Sometime on Thursday afternoon, the Carnival Triumph will dock in Mobile, Ala., after four or so days adrift without power in the Gulf of Mexico. So how bad is it?
Much of the ship’s electrical power went down in the fire, causing widespread malfunctions, including taking out sanitary systems.
Passengers have reported sewage sloshing around in hallways, flooded rooms and trouble getting enough to eat.
“It’s disgusting. It’s the worst thing ever,” passenger Ann Barlow told CNN.
“From what I understand, they’re walking around in a lot of urine and fecal matter, and the sewers are backing up,” McKerreghan said. Her doctor gave her antibiotics to give her daughter as soon as she gets on land. A checkup will follow as soon as possible.
People are supposedly going to the bathroom in bags. The stench inside the ship is unbearable. Passengers are eating onion sandwiches (what? no mayo?).

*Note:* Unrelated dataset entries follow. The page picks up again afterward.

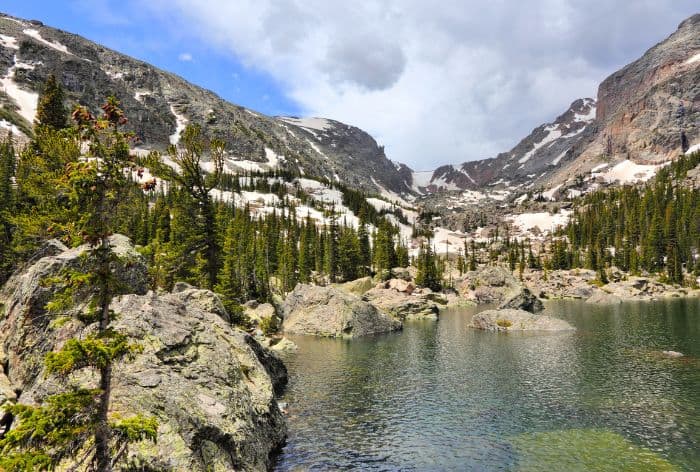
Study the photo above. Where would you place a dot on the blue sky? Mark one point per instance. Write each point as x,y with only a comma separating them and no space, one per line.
129,29
435,83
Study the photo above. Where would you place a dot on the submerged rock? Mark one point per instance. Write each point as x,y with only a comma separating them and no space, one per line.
211,387
328,311
672,353
584,449
517,320
604,298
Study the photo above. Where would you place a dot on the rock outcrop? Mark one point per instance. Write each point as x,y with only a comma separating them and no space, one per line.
328,311
495,284
211,386
523,299
403,300
517,320
158,103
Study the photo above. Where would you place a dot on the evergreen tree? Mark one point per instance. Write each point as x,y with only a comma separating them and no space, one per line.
197,185
50,110
428,273
78,422
7,172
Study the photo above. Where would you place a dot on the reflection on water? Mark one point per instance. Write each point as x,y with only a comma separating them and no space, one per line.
441,396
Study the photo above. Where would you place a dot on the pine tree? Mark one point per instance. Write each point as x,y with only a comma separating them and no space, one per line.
198,185
7,198
50,109
78,422
428,273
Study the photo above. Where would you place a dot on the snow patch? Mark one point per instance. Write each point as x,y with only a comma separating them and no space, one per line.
4,124
544,221
180,124
272,157
599,167
693,148
26,100
314,147
31,32
590,116
549,194
551,136
139,95
558,159
318,124
629,172
9,42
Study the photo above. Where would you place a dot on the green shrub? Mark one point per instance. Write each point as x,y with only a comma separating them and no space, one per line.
504,323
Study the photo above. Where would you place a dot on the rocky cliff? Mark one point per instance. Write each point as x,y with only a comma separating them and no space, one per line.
160,104
211,387
647,112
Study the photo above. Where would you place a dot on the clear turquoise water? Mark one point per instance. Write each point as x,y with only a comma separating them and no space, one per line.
442,396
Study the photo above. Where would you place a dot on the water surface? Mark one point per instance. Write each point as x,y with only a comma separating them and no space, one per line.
442,396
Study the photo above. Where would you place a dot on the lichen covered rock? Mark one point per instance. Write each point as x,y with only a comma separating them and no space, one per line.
328,311
517,320
211,387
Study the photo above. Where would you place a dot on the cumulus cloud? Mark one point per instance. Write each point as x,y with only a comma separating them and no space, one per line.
436,82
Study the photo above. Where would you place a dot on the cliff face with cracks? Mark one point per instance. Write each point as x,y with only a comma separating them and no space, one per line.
211,386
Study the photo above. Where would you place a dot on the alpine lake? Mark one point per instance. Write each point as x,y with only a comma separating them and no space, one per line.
443,396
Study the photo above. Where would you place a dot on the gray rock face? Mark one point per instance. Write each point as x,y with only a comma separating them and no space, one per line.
156,101
523,300
517,320
490,284
647,111
547,147
211,386
604,298
397,298
328,311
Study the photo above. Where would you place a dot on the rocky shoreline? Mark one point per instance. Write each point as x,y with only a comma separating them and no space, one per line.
212,387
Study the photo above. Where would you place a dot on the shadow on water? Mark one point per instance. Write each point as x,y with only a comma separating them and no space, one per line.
442,396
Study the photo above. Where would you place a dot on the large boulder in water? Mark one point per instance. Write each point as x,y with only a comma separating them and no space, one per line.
517,320
211,387
400,301
522,299
328,311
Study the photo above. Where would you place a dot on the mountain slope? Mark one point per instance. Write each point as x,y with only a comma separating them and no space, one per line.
160,104
646,113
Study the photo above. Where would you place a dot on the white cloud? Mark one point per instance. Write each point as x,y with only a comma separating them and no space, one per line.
185,57
436,82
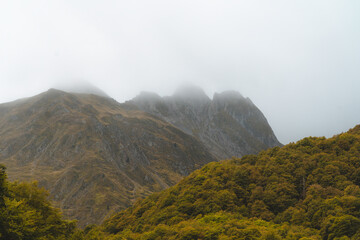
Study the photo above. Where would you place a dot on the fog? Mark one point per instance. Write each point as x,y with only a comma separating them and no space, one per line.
298,61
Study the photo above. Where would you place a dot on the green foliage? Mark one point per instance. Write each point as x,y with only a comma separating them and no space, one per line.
26,213
304,190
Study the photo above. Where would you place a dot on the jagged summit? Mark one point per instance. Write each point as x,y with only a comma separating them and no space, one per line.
229,124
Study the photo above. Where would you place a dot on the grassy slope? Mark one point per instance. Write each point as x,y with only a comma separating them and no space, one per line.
307,189
94,156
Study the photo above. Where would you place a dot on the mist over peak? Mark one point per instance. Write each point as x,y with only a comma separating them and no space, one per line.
191,93
80,87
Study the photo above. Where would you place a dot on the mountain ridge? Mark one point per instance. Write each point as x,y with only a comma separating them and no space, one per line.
229,124
79,145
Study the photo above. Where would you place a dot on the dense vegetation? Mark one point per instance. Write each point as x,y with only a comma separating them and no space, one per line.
26,213
304,190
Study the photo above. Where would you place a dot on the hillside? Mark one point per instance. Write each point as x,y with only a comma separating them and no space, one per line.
304,190
93,155
228,125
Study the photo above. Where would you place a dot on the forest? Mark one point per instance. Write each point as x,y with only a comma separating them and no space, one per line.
303,190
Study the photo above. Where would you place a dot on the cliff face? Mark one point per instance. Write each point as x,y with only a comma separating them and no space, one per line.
228,125
94,155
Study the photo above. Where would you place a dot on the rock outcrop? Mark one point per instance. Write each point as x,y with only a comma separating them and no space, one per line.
228,125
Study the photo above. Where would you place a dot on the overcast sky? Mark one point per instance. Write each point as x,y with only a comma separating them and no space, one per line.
298,61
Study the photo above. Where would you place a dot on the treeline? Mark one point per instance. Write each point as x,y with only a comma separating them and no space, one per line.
26,213
304,190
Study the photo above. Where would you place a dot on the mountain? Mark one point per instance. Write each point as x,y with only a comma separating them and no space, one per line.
93,154
228,125
304,190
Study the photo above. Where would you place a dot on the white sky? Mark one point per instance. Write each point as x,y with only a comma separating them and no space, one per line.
299,60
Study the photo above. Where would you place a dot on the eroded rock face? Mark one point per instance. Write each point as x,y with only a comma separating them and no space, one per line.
228,125
94,155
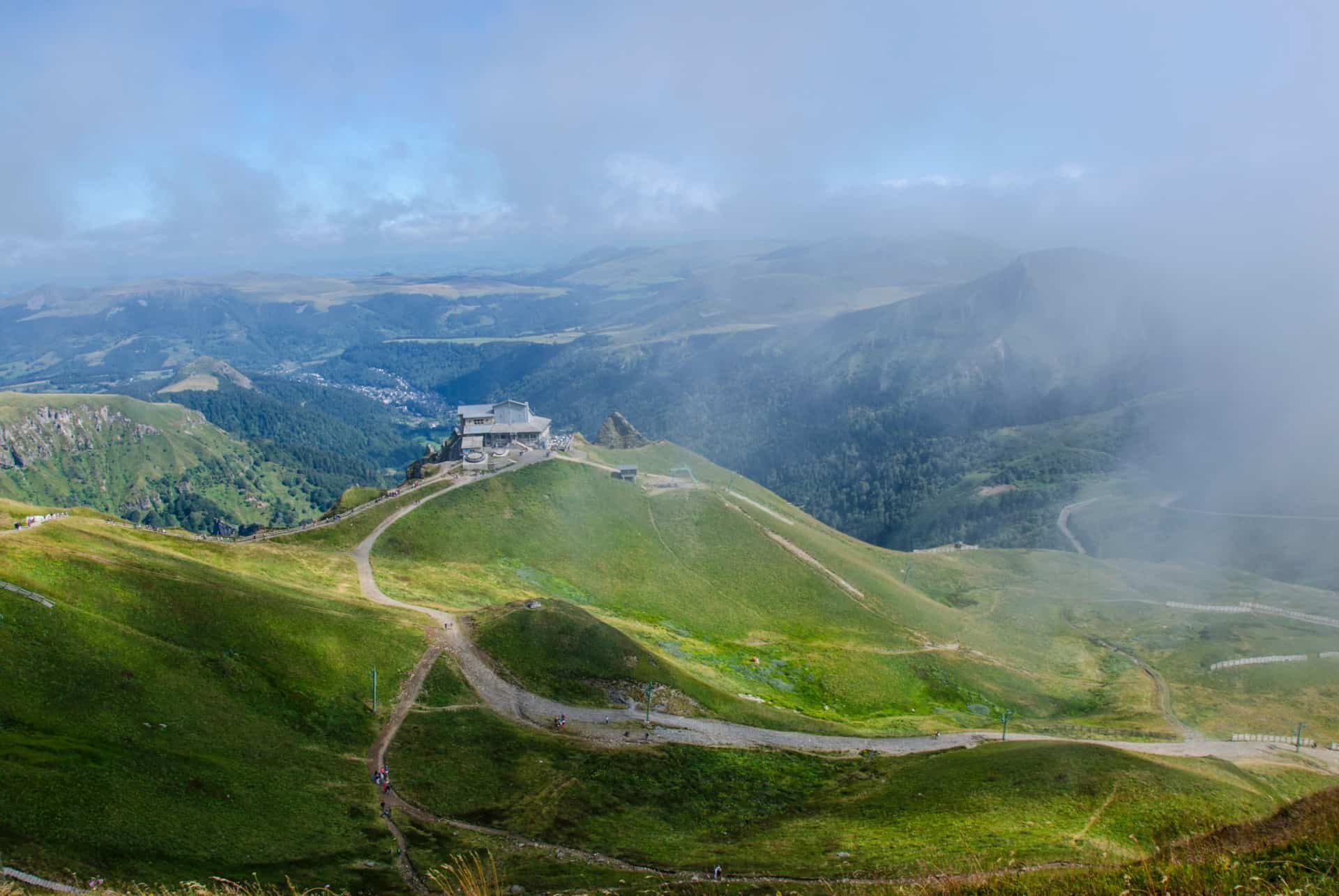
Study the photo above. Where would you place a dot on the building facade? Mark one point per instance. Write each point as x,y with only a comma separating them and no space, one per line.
500,425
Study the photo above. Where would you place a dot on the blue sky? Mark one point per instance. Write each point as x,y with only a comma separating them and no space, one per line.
149,138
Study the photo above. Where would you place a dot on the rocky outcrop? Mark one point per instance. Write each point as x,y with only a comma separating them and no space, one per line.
65,430
418,469
618,433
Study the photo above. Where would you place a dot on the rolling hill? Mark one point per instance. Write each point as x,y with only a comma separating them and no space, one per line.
686,589
162,464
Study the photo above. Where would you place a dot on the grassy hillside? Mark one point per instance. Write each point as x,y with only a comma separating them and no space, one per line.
914,643
189,709
787,813
161,464
256,660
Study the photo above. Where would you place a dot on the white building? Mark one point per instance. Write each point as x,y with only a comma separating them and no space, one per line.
500,425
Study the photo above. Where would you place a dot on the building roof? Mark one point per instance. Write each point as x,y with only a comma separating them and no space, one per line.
534,425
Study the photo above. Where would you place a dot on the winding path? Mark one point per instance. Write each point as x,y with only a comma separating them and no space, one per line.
589,724
1064,523
508,699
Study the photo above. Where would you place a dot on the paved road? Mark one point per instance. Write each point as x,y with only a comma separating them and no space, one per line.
1064,523
508,699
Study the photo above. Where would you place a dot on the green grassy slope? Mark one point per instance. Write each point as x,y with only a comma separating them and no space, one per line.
190,709
787,813
932,641
130,457
564,653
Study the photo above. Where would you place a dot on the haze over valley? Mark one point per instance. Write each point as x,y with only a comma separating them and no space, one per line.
607,449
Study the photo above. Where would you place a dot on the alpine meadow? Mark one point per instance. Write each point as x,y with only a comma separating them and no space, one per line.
499,449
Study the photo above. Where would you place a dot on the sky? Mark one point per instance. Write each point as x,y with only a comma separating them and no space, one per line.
165,138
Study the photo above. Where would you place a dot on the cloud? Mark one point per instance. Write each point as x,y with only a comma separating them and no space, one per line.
192,137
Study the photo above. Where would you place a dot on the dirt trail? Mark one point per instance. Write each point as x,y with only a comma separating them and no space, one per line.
588,724
508,699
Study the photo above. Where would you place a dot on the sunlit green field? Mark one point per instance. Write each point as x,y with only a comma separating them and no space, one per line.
789,813
930,642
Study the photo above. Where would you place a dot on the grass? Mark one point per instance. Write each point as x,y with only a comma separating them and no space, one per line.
694,580
352,497
130,455
678,572
201,382
787,813
189,706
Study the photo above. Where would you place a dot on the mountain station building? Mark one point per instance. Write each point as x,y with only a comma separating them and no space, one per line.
499,425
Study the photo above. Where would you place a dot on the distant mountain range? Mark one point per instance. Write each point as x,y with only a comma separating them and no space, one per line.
164,465
907,391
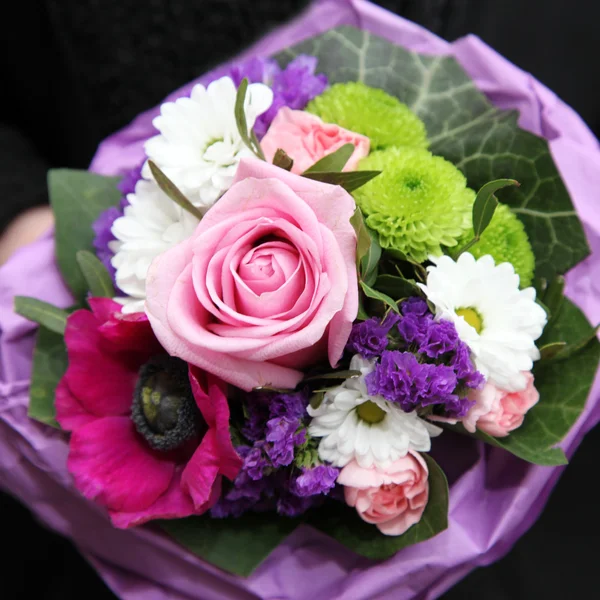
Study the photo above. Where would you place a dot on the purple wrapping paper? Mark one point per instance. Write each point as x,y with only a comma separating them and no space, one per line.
494,501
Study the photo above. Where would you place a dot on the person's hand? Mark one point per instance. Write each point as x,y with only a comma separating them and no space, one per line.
26,228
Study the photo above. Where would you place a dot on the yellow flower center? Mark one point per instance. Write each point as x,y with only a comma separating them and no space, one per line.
371,413
472,317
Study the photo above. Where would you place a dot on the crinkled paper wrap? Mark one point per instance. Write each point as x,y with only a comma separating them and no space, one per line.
492,503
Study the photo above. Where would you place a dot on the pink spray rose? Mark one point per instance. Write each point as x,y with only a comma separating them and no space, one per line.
394,498
265,286
139,464
306,139
498,412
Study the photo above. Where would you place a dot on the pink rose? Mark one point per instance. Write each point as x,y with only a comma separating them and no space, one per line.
393,498
498,412
307,139
265,286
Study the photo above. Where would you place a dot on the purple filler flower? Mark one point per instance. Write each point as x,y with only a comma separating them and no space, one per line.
282,438
294,87
369,338
318,480
400,378
441,338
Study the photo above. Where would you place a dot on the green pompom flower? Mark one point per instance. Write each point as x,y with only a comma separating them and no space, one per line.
371,112
418,203
505,239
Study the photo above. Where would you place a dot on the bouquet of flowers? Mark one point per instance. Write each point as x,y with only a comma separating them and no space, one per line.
330,265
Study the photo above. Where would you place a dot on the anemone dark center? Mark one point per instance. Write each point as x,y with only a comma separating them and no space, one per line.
164,410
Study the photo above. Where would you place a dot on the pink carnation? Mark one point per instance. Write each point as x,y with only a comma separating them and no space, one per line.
498,412
306,139
265,286
110,461
393,498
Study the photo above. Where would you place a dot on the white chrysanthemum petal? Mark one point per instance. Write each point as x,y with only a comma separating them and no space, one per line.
199,145
345,436
511,319
151,224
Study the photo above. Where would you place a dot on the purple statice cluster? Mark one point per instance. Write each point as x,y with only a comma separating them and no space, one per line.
370,338
428,364
294,87
278,472
103,224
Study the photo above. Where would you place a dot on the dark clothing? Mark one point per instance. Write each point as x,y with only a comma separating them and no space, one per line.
74,71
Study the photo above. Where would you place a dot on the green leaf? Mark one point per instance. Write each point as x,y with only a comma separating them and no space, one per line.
551,350
333,162
77,199
48,315
397,287
334,375
342,523
235,545
49,365
368,250
172,191
485,204
396,255
530,452
553,295
484,142
375,295
350,181
240,119
97,277
283,160
363,237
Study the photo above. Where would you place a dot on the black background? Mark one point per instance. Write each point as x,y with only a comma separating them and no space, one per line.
74,71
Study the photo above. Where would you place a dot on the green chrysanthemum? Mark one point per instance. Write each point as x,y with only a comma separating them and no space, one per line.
418,203
371,112
505,239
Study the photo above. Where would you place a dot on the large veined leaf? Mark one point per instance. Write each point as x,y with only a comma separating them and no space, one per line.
465,128
78,198
236,545
240,545
49,365
563,386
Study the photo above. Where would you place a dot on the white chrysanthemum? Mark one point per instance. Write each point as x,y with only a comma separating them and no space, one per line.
199,146
152,223
498,322
354,425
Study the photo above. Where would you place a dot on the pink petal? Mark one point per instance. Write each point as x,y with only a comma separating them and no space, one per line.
210,394
101,379
131,333
201,472
114,466
70,414
173,504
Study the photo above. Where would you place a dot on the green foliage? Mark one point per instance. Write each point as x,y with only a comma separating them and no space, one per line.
78,198
97,277
505,239
465,128
49,365
48,315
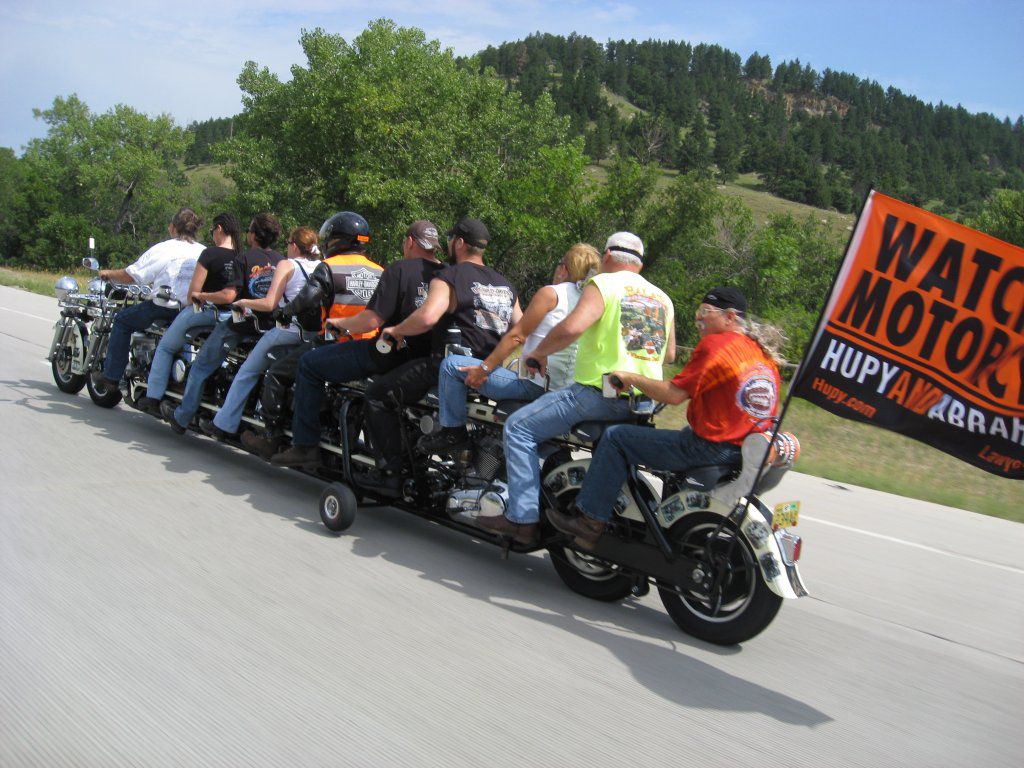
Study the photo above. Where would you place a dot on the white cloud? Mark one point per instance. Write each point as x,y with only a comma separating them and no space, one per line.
184,57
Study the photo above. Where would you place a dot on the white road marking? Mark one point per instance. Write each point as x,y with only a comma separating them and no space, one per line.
36,316
1011,568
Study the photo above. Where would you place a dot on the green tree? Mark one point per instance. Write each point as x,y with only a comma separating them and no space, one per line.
391,126
694,154
1003,216
114,176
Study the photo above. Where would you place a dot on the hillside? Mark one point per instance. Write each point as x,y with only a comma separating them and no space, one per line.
820,138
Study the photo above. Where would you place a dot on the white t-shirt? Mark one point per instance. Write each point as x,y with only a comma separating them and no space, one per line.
169,263
561,366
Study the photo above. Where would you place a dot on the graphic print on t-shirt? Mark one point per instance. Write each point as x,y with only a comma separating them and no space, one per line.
757,393
493,307
642,320
363,283
259,281
421,294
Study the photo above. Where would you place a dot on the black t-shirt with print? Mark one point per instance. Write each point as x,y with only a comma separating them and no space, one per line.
221,266
401,290
255,274
484,300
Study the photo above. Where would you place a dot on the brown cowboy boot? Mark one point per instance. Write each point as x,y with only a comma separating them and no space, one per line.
585,529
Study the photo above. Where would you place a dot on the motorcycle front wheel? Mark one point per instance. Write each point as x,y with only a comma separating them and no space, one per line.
740,604
60,366
102,393
589,576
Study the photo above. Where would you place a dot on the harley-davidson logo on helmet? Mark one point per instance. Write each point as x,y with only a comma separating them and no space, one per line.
363,283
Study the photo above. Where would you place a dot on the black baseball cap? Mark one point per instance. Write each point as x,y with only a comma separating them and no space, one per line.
473,231
726,297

I was reminded of survivalist author Sam Sheridan’s observation in the Wall Street Journal that “People don’t degenerate into wild animals when disaster strikes. That’s a myth pushed by Hollywood and people trying to sell you something. Sociologists find that the vast majority of people behave well in a crunch.” But do the vast majority of people behave well in a cruise crunch?
According to CNN.com,
“[Passenger] Hilton stood in line for three hours waiting for something to eat, her sister said.
“People ahead of her hoarded food,” Stanfield said. “By the time she got up there, all she could get was a hamburger and some waters.”
At the very least, all the passengers are getting full refunds, free hotel rooms, and free airfare. (And the memories will last a lifetime!)